4. New security architecture
It would also be better for the world economy and world peace if NATO did not expand to Sweden, Finland and Ukraine and thus to its eastern and northern European flanks, but instead sought to discuss a new security architecture in Europe under Turkish moderation. Erdoğan – who refuses to accept the Western sanctions regime anyway – has offered his services as a mediator. Olaf Scholz also maintains the conversation with Putin, which earns him severe criticism at home and could be useful precisely in this situation.
5. Boost decarbonization
Instead of bowing to the Emir of Qatar to replace fossil fuels from Russia with fossil fuels from the Middle East, the state should now redouble its efforts to decarbonize the economy. New funding programs and a Marshall Plan to cut bureaucracy in Germany and Europe would thwart recessionary trends.
6. New free trade agreement
The threat of competition between the United States and China, which leads to the politicization of trade relations and can only destabilize an exporting nation like Germany, could be replaced by a new free trade agreement. The simultaneity of the war in Ukraine, the enlargement of NATO and the deliberate outbreak of conflict with China harbors a risk of explosion which could be mitigated on the western-Chinese front to mutual benefit.

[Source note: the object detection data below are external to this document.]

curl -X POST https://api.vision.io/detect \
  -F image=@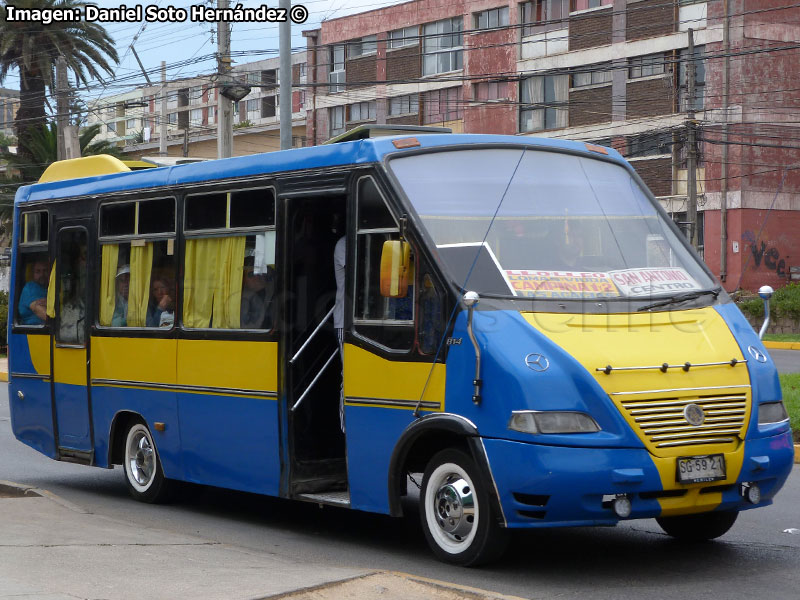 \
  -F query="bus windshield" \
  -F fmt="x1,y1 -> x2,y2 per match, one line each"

389,148 -> 715,299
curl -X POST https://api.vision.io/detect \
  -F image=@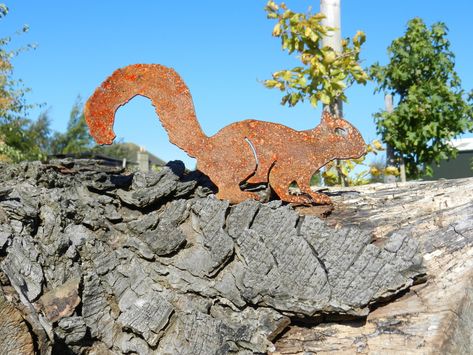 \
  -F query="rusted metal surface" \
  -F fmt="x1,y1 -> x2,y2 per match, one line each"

85,64 -> 366,204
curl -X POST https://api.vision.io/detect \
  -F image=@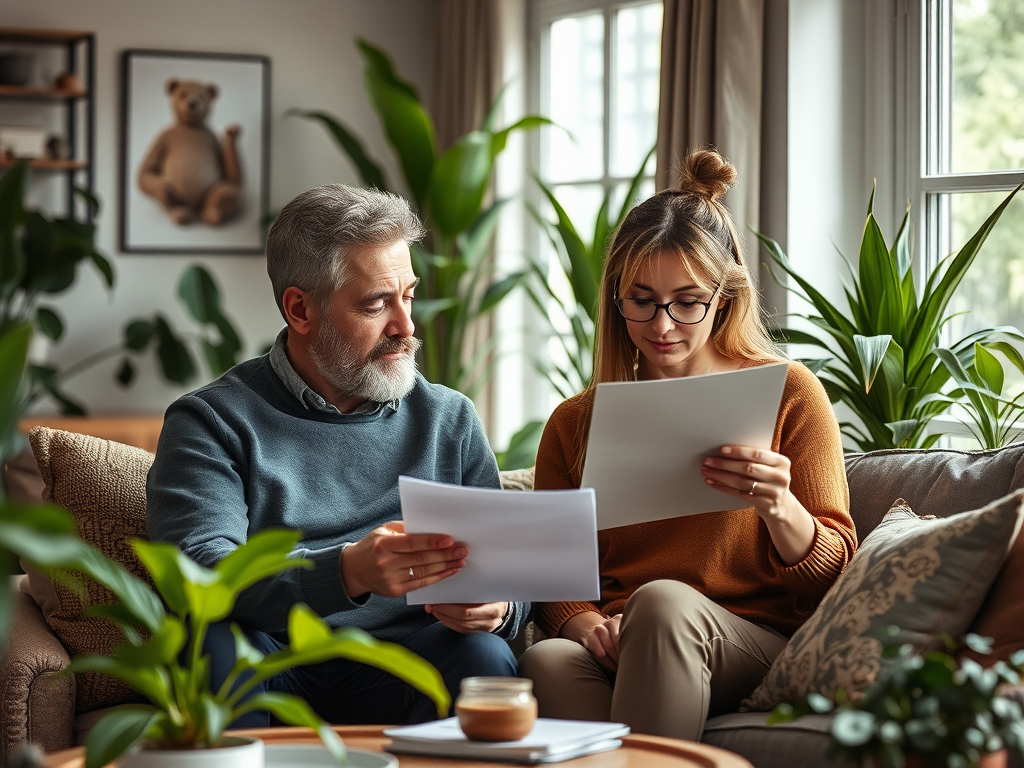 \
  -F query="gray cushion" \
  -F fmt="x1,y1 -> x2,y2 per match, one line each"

743,490 -> 1024,711
846,442 -> 1024,541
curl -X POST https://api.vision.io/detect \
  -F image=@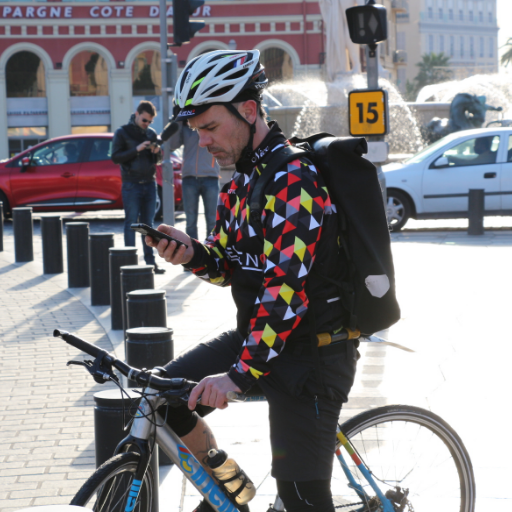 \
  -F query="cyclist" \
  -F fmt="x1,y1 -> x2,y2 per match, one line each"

146,50 -> 357,512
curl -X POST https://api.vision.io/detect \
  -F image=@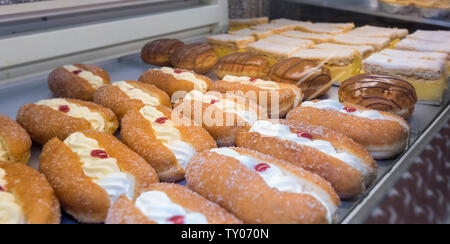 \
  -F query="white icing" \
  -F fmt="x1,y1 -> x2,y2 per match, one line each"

0,168 -> 27,224
63,65 -> 104,89
112,81 -> 160,106
64,132 -> 134,202
140,106 -> 195,168
211,148 -> 332,223
36,98 -> 105,131
249,120 -> 369,177
135,191 -> 208,224
160,67 -> 208,92
301,99 -> 409,131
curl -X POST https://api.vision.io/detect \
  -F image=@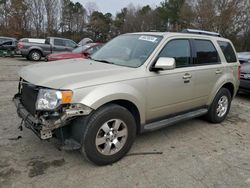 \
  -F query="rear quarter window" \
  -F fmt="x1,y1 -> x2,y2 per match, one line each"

218,41 -> 237,63
194,39 -> 220,65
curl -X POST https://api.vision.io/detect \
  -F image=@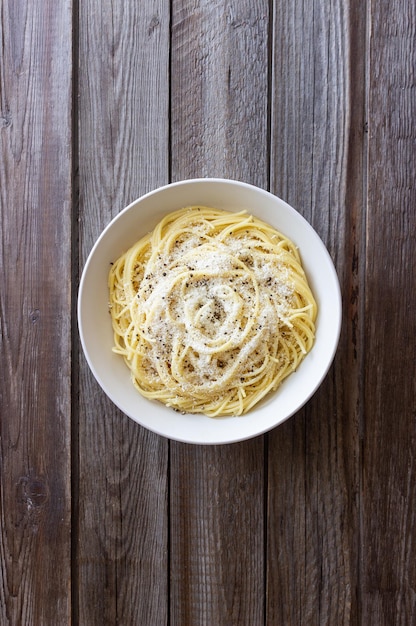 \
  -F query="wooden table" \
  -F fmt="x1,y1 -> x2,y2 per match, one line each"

0,0 -> 416,626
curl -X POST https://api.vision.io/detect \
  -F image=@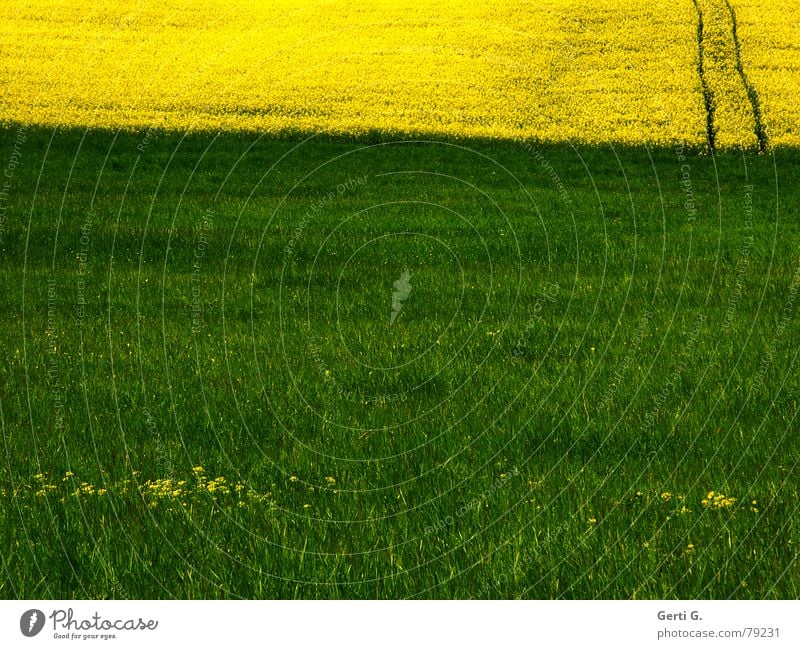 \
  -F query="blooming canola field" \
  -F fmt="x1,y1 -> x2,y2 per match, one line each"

0,0 -> 800,146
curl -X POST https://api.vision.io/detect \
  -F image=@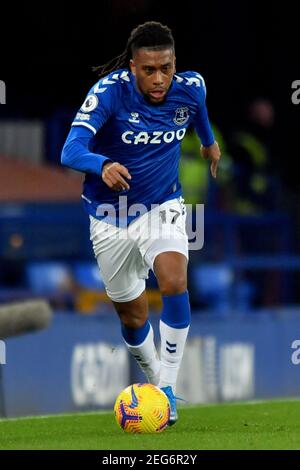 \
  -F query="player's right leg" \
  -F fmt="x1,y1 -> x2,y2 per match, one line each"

90,218 -> 160,385
113,291 -> 160,385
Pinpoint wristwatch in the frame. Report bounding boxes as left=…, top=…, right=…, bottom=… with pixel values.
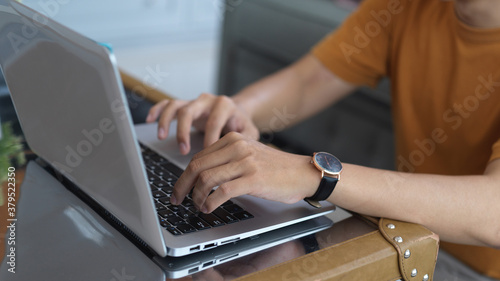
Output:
left=304, top=152, right=342, bottom=208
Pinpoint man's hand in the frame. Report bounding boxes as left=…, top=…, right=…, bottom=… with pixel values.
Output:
left=171, top=132, right=321, bottom=213
left=146, top=94, right=259, bottom=154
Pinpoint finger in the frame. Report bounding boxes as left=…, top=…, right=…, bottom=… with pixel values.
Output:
left=158, top=100, right=187, bottom=140
left=200, top=177, right=249, bottom=213
left=146, top=99, right=170, bottom=123
left=204, top=96, right=234, bottom=147
left=192, top=162, right=244, bottom=213
left=170, top=142, right=237, bottom=205
left=241, top=124, right=260, bottom=140
left=177, top=94, right=211, bottom=155
left=193, top=132, right=243, bottom=159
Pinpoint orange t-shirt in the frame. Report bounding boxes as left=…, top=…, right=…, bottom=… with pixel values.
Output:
left=312, top=0, right=500, bottom=278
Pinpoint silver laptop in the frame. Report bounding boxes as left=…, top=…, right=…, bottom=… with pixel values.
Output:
left=0, top=0, right=335, bottom=257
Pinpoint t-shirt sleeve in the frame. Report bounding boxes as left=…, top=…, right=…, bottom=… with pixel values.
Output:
left=490, top=139, right=500, bottom=162
left=312, top=0, right=396, bottom=87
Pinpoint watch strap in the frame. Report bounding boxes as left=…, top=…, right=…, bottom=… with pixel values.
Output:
left=304, top=176, right=338, bottom=208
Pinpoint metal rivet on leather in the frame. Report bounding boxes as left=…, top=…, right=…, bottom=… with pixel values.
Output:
left=405, top=249, right=411, bottom=259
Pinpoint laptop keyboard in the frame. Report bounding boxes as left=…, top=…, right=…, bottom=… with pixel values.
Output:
left=140, top=144, right=253, bottom=235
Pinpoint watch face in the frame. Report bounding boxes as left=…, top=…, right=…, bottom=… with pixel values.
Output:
left=314, top=152, right=342, bottom=174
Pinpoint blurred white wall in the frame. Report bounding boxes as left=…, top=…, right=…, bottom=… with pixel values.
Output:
left=22, top=0, right=225, bottom=99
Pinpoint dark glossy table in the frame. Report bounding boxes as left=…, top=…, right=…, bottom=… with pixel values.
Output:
left=0, top=161, right=375, bottom=281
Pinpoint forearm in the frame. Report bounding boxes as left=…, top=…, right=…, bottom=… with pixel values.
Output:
left=329, top=161, right=500, bottom=247
left=233, top=55, right=355, bottom=130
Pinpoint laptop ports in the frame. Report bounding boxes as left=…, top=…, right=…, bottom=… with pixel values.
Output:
left=189, top=246, right=201, bottom=252
left=203, top=243, right=217, bottom=250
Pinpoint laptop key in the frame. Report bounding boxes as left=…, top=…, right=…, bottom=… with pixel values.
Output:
left=153, top=190, right=168, bottom=198
left=165, top=226, right=182, bottom=236
left=198, top=213, right=225, bottom=227
left=162, top=163, right=183, bottom=177
left=153, top=180, right=169, bottom=188
left=177, top=224, right=196, bottom=233
left=160, top=218, right=171, bottom=227
left=177, top=210, right=194, bottom=219
left=158, top=210, right=175, bottom=218
left=168, top=205, right=181, bottom=212
left=223, top=204, right=243, bottom=214
left=212, top=208, right=239, bottom=223
left=158, top=195, right=171, bottom=207
left=181, top=198, right=194, bottom=207
left=155, top=203, right=167, bottom=211
left=187, top=217, right=210, bottom=230
left=167, top=216, right=186, bottom=225
left=233, top=211, right=253, bottom=220
left=221, top=200, right=234, bottom=207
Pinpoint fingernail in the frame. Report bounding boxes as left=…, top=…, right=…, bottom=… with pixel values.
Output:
left=158, top=128, right=165, bottom=139
left=179, top=142, right=188, bottom=154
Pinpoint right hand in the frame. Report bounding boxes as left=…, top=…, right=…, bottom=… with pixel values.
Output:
left=146, top=93, right=259, bottom=154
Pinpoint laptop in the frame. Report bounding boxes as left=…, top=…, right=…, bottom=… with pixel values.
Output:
left=0, top=0, right=335, bottom=257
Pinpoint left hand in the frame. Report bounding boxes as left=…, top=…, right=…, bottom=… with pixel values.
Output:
left=171, top=132, right=321, bottom=213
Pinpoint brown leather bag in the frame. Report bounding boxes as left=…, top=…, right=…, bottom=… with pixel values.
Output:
left=237, top=217, right=439, bottom=281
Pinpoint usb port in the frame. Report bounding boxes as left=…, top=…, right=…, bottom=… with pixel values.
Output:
left=203, top=243, right=217, bottom=250
left=203, top=261, right=215, bottom=268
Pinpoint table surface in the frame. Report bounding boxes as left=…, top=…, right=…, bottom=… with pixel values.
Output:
left=0, top=161, right=374, bottom=281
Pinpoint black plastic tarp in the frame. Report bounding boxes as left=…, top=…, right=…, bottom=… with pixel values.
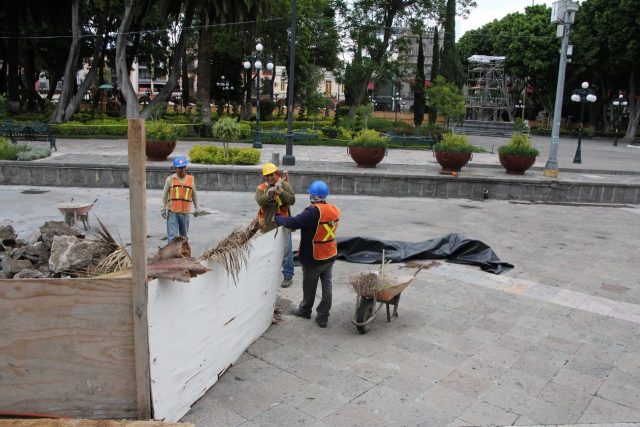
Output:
left=337, top=233, right=513, bottom=274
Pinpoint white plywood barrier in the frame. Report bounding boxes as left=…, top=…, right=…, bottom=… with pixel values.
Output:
left=148, top=230, right=285, bottom=421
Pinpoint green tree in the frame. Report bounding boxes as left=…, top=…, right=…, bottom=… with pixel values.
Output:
left=427, top=76, right=466, bottom=126
left=413, top=34, right=426, bottom=126
left=439, top=0, right=465, bottom=87
left=458, top=5, right=560, bottom=120
left=572, top=0, right=640, bottom=142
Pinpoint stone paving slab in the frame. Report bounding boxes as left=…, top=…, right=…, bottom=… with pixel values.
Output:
left=0, top=180, right=640, bottom=426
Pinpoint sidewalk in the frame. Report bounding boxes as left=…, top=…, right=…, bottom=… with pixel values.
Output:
left=0, top=133, right=640, bottom=427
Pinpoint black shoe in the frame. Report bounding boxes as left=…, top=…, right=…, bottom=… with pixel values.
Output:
left=289, top=307, right=311, bottom=319
left=316, top=317, right=329, bottom=328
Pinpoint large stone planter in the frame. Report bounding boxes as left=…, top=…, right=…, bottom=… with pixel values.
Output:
left=347, top=147, right=387, bottom=168
left=433, top=151, right=472, bottom=175
left=498, top=154, right=536, bottom=175
left=145, top=141, right=176, bottom=161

There are reasons for the current discouragement of central bank governors and heads of government, but not good ones. With the spontaneous words of the 1970s, we would like to challenge the frightened of all countries: prosperity is possible, neighbor. Even the musicians of Bremen were smarter than the current generation of politicians. Their motto: We will find something better than death everywhere.
I wish you a good start to the day.
I greet you warmly,
His Gabor Steinart
The war in Ukraine did not lead to an increase in existential fear in German companies. Instead, the number of companies fearing for their own survival has declined since the start of the year. This is the result of a survey by the Ifo Institute in Munich published on Monday.